The announcement comes just weeks after HSBC Holdings said it planned to launch a majority-owned securities house, also in the Qianhai zone.
The joint venture with Founder Securities would add securities brokering to the equity deals and corporate bond underwriting it launched after entering the venture in 2007. Credit Suisse owns 33.3 per cent of the company, called Credit Suisse Founder Securities, or CSFS, and Founder owns the remaining stake.
The Zurich-based bank said in a statement on Thursday that it was setting up its trading outlet in Qianhai and was expected to launch services early next year.
Goldman Sachs Group launched a joint-venture investment bank with a securities broking permit more than a decade ago, the first foreign bank to do so. UBS Group followed suit but new joint ventures were frozen between 2006 and late 2007.
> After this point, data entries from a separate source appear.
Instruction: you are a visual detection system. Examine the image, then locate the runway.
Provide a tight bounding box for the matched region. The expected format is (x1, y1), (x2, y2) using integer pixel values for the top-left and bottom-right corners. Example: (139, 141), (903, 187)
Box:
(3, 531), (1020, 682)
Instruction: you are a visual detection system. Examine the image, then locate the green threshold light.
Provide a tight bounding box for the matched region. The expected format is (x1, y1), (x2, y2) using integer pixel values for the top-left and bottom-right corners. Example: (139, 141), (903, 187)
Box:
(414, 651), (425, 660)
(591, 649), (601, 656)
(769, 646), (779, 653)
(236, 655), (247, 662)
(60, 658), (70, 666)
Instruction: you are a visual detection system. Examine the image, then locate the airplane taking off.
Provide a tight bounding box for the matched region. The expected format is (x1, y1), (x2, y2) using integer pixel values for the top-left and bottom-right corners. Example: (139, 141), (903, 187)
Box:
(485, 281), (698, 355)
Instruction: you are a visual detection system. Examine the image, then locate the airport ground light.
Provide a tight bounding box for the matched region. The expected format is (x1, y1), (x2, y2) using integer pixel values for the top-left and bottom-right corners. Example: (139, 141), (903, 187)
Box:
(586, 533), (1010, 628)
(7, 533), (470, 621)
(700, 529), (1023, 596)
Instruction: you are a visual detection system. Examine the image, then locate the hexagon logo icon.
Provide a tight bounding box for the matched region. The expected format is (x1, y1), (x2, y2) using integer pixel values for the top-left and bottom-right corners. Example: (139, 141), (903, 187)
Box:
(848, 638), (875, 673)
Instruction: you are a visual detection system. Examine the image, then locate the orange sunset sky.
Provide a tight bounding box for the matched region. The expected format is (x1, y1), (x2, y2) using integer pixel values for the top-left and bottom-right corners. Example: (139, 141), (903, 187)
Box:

The business permit issued by the China Securities Regulatory Commission would allow the bank to expand its services only within the Qianhai zone. A non-compete clause in the agreement with Founder restricts CSFS to business in the zone but it would also look to serve international investors with China market services via mainland China’s cross-border investment schemes.
Earlier this month, HSBC said it had entered an agreement with Shenzhen Qianhai Financial Holdings to launch a securities brokerage in Shenzhen in which it would own a majority stake. The bank’s management at the time said it would not be limited to the Qianhai zone although that business was still awaiting regulatory approval.
The move was part of a major push from HSBC to reinvest risk-weighted assets from slow-growth markets into emerging economies in Asia, with a focus on the Pearl River Delta, where Qianhai is located.
Credit Suisse’s expansion of business on the mainland was also part of an Asia-focused growth plan announced in October. The bank will seek to double pre-tax income and client assets in the Asia-Pacific region by the end of 2018.
Asia-Pacific pre-tax income hit 1.1 billion Swiss francs, up 48 per cent year on year in the first nine months of the year but net income for the group as a whole in the third quarter fell 24 per cent.